Sunday, August 20, 2006

Bush's mentality is bleeding down to the troops on the ground


Read this very carefully from the Washington Post: (all emphasis mine)


The Marine officer who commanded the battalion involved in the Haditha killings last November did not consider the deaths of 24 Iraqis, many of them women and children, unusual and did not initiate an inquiry, according to a sworn statement he gave to military investigators in March.

"I thought it was very sad, very unfortunate, but at the time, I did not suspect any wrongdoing from my Marines," Lt. Col. Jeffrey R. Chessani, commander of the 3rd Battalion of the 1st Marines, said in the statement.

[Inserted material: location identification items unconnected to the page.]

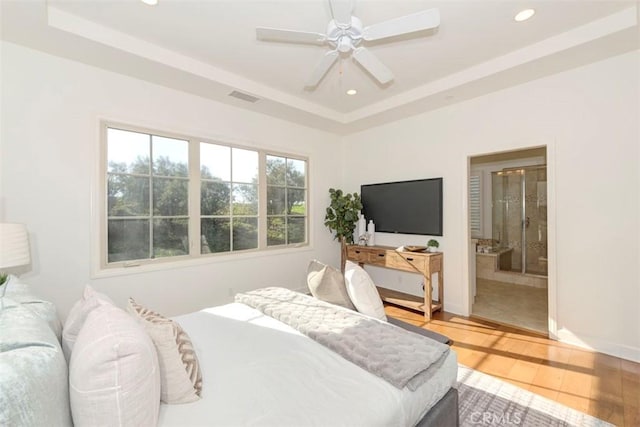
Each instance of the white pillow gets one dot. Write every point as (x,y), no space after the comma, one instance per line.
(180,376)
(327,284)
(363,292)
(114,378)
(91,300)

"I did not have any reason to believe that this was anything other than combat action," he added.
A marine Lt. Col. doesn't think 24 dead after any action is worth an inquiry. Later in the article, this appears:


At one point, Col. John Ewers, the Marine lawyer who took the statement, seemed almost exasperated with Chessani's passive approach to the incident. Using a profanity, he told Chessani his own reaction was "15 civilians dead, 23 or 24 total dead, with no real indication of how it was that we arrived at the enemy KIA number."

Ewers asked: "Did it occur to you that you needed to do an investigation simply so you could go to the locals and say, 'This was righteous'? . . . And be confident that you were speaking with certainty?"

Chessani responded: "Sir, I did not think about it like that. . . . Enemy has picked the place, he had picked the time, and the location for a reason. . . . [H]e wanted to make us look bad."
Jesus. Fucking. Christ.

The leader of a marine battalion can't be bothered to find out what the hell happened when his troops killed 24 people.

Go back and read that first paragraph again.

Now tell me it's just 24 people who have been killed this way. If it's not unusual, it's happening regularly.

Iraq isn't Viet Nam - it's hotter and drier.

The problem was we didn't know who the enemy was. We were told the Vietcong wore black pyjamas and coolie hats, but everyone wore black pyjamas and coolie hats.